Mountains

Mountains

Wednesday, October 31, 2012

Can't this thing go any faster?

Among some much more modern machines, I'm still using a 2002 Powermac Quicksilver Dual 1Ghz G4. The rationale for this is best left as a subject of a different discussion, though the argument pretty quickly boils down to the fact that it works. Most major technological developments in personal computing space have been in the direction of web-based tools, gaming, and portable devices. If you are not doing heavy duty calculations or writing large programs, almost any amount of CPU power will do. It's become a commodity. (Now if internet bandwidth would do the same...)

The proliferation of web-based tools and portable devices has actually helped some things get more usable on older hardware. A lot more code is multi-threaded, and the limited processing power of smartphones has made fast code important again. The universal natural of web-based content also means that websites need to work on a range of devices. I'm finding few pages that don't load well or choke up the browser. Remarkably, browsing the web has actually gotten to be a better experience on the old machine over the past few years.

That said, the G4 is still not snappy fast for a lot of things (though, the indomitable performance of Xee and Shoebox keep it alive).

So, like with photo editing programs, I've gotten a bit picky with browsers, always looking for one that works faster. When the G4 was new, that was IE 5.2, then the mozilla/firefox fork Camino, and then recently, Tenfourfox.

For a long time, using Camino was a tradeoff.
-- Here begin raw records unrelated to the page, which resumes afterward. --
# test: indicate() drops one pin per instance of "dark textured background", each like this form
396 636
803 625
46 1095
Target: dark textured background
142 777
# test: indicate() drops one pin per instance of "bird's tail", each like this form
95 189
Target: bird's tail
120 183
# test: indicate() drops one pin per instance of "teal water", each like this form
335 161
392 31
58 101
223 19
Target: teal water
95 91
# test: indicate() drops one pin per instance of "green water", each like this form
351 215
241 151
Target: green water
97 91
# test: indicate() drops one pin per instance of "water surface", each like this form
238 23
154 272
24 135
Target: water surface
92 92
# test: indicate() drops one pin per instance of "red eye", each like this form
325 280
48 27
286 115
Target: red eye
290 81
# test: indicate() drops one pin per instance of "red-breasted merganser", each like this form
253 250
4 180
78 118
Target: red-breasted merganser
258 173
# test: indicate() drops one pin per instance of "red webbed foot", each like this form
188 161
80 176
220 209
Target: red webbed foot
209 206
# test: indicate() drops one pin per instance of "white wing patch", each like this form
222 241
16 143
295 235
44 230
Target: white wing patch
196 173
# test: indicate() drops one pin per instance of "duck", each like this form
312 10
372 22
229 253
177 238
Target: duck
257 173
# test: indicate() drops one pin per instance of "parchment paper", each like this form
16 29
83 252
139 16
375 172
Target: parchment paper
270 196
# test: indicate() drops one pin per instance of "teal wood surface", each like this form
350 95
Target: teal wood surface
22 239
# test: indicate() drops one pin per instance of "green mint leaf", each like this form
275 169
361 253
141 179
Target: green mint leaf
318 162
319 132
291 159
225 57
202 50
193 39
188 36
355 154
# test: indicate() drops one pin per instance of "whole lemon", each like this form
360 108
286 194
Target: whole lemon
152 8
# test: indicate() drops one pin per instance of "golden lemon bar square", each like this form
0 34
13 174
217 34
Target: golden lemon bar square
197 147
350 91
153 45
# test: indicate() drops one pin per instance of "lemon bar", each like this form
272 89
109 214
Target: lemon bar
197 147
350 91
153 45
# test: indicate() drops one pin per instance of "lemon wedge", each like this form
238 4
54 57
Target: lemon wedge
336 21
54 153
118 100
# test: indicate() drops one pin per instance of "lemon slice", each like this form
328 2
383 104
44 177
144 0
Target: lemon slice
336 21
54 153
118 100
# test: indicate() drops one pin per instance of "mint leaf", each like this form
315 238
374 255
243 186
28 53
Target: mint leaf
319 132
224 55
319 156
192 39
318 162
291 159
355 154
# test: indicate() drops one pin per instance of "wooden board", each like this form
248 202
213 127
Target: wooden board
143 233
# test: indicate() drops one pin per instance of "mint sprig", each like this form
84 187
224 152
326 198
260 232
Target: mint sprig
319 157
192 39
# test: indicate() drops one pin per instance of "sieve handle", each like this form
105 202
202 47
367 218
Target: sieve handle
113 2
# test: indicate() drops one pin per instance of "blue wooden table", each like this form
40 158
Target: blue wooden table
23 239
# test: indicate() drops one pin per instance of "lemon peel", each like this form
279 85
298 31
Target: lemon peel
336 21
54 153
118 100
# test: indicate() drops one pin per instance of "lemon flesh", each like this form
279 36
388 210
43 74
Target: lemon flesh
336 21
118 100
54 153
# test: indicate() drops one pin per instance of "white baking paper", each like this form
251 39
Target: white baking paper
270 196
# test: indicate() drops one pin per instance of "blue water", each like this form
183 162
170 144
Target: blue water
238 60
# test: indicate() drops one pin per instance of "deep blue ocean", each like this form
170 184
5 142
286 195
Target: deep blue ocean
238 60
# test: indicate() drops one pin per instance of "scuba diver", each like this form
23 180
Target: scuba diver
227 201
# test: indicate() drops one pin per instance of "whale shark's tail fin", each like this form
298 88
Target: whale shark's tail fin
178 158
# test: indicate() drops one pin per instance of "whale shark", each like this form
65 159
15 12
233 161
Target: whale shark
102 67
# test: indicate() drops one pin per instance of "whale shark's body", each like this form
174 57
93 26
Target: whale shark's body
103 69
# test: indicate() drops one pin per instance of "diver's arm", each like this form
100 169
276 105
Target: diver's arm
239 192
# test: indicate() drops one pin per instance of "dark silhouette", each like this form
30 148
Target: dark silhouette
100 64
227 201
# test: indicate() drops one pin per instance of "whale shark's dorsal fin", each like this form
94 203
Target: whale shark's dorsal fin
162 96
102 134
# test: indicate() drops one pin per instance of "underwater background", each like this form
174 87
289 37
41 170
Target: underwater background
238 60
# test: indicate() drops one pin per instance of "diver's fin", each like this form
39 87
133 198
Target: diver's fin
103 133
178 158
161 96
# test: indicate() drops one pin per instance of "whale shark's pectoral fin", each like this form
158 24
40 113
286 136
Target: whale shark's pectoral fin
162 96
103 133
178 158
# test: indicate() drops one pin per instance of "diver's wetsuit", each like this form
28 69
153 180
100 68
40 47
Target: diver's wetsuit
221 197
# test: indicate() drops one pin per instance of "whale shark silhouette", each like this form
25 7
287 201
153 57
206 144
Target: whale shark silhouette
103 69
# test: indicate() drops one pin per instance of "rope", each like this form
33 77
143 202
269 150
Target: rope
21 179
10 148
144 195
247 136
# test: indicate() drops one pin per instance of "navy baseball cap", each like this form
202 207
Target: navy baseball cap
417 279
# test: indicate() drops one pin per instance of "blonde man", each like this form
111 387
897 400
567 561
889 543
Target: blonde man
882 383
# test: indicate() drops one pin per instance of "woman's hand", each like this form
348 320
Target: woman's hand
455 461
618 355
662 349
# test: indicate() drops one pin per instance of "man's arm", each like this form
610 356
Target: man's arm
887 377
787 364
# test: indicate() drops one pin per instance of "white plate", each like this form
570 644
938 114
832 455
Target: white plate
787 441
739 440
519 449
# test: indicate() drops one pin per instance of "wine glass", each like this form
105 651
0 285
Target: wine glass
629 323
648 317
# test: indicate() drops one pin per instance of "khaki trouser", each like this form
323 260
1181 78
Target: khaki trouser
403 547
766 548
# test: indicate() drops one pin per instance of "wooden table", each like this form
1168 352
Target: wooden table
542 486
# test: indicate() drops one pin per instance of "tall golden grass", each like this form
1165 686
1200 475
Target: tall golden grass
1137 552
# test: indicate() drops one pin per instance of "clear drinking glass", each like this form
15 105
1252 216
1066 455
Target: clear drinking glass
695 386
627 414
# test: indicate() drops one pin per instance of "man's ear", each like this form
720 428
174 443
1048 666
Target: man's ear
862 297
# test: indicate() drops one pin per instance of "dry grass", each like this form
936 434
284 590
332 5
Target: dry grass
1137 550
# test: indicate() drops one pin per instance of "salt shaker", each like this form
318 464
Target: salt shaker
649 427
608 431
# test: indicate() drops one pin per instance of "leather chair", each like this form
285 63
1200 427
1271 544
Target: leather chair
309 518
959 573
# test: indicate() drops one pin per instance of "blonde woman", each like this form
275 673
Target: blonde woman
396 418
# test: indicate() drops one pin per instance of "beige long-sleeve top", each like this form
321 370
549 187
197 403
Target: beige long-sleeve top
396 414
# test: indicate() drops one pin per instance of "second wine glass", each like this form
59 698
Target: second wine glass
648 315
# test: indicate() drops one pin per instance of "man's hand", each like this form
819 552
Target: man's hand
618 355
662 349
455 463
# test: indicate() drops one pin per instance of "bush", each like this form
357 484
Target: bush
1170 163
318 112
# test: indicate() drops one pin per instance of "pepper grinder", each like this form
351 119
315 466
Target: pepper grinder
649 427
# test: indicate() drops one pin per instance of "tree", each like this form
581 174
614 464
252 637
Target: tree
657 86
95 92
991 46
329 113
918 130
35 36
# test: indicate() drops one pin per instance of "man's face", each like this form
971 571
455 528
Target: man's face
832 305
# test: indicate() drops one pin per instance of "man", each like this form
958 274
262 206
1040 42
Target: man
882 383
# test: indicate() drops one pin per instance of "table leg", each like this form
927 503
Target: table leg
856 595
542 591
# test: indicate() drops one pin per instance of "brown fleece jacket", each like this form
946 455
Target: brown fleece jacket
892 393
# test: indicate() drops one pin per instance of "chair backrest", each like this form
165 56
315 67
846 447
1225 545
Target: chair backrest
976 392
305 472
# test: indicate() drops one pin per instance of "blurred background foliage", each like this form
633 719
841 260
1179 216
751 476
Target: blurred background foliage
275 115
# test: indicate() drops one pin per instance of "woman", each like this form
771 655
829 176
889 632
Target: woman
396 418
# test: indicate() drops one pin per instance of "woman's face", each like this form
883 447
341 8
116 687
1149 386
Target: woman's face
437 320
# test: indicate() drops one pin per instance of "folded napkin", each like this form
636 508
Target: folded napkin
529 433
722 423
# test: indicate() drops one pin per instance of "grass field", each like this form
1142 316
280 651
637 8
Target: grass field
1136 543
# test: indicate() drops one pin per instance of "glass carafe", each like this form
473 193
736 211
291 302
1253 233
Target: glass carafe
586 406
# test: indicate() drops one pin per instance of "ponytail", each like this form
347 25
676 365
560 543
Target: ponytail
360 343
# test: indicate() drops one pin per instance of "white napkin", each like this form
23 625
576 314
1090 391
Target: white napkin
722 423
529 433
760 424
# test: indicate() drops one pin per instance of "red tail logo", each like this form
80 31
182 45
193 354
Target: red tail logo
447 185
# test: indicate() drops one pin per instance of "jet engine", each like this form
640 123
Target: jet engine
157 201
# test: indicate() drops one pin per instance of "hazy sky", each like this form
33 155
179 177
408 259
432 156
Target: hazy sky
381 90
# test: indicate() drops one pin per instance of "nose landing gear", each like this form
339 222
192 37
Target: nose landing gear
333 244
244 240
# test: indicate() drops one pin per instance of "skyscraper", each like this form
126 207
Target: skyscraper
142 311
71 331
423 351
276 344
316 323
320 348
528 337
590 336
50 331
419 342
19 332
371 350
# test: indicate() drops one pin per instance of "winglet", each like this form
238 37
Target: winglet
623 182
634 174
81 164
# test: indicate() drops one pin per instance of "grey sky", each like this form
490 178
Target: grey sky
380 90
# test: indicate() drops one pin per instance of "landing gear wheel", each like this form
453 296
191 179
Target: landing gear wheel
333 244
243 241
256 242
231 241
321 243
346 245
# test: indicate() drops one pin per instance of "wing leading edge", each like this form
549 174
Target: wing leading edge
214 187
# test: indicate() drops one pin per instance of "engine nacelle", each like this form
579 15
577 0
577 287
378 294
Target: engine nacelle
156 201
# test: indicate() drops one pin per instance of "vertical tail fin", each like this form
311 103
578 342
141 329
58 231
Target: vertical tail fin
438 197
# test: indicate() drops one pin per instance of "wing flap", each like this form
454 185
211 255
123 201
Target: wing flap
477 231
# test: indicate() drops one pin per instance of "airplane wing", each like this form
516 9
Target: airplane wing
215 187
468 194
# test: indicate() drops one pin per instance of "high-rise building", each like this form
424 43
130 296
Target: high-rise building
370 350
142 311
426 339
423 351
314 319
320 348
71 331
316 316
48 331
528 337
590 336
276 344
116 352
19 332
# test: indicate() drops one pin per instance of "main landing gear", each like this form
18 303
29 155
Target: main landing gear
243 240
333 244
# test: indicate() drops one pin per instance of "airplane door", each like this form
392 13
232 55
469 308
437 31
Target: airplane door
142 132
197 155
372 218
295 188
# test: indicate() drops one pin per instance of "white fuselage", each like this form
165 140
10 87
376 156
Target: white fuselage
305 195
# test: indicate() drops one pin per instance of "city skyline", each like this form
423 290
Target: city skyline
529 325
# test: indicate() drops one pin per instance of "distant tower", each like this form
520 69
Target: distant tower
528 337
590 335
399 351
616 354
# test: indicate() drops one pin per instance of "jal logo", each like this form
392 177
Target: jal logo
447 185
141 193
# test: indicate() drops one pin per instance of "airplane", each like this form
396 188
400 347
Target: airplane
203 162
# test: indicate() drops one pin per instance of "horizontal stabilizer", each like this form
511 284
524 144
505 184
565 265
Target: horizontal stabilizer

Safari came along, and generally ran faster, but had some clunky (to me!) UI issues, and tended to render some pages funny and crash for reasons unknown. I didn't really every consider Opera, because the difference in performance never felt that big. I thought Camino would be the end of the line, as the retirement of Gecko, combined with the sunsetting of OS X 10.4 and 10.5, would eventually relegate the G4 to obsolescence.

Enter TenFourFox. Not just new Firefox fork, but a veritable paradigm shift. Not only do the creators want a modern powerpc, OS X 10.4 compatible browser, they want one that runs like the wind. Extensive code optimization and tuning have done wonders for the browser: javascript heavy sites actually work on my G4. (If you're using one of these old machines, lemme give you some examples that will blow your socks off: I'm writing this blog post directly in Blogger, not copying and pasting. Google doesn't complain my browser is out of date! I can use Facebook! Huffingtonpost can be loaded and scrolled through!) I am not completely certain, but I think this single program has probably kept me from replacing the computer. Waiting a bit for science code to run and files to copy is one thing. Waiting to -read- a webpage while it the browser loads is another. Having webpages be useless is fairly damning to the functionality of a computer in the modern era. The browser program gets used a lot.

How much faster?
I ran some benchmarks this morning while sucking coffee through my Cheerios, using the collection of browsers I have laying round and sunspider.
TFF7450 10.0.10: 2,259.1 ms
Safari 4.1.3: 8,731.5 ms
Camino 2.0.9:  13,350.3 ms
IE5.2 : ∞ (wouldn't run)


Now for some comparisons,
1 ghz Tegra 2 Android 2.3.1 : 2,049 ms usng Firefox 17 beta
 1 ghz Tegra 2 Android 2.3.1 : 2,162 ms usng Chrome
Sony VGN-P698E Atom Z530 @ 1.6 ghz 1191 ms using Firefox 16
Thinkpad x120e 1.6 ghz AMD E-350 scores 600 ms using Firefox 16
Thinkpad z60m 2.0 ghz Pentium M scores 399.2 ms using Firefox 16
A 2.8 ghz Core i7 980 scores 220 ms using Chrome 22
iPod Touch 3G (iOS 5/Safari): 4585 ms
iPod Touch 5g (iOS 6.1/Safari):1815 ms
MBP Core i7 2640M 2.8 ghz (OS X 10.7): 199 ms using Firefox 16
MBP Core i7 2640M 2.8 ghz (OS X 10.7): 180 ms using Safari


If you really want Javascript speed, you'll still need a new computer... A high end netbook is 4 times faster...

However, the Tenfourfox puts the G4 in a class that's at least usable. IE 8 on the same Core i7 yields 3757.1 ms. Nice code a slow machine can be much faster than bad code on a fast machine.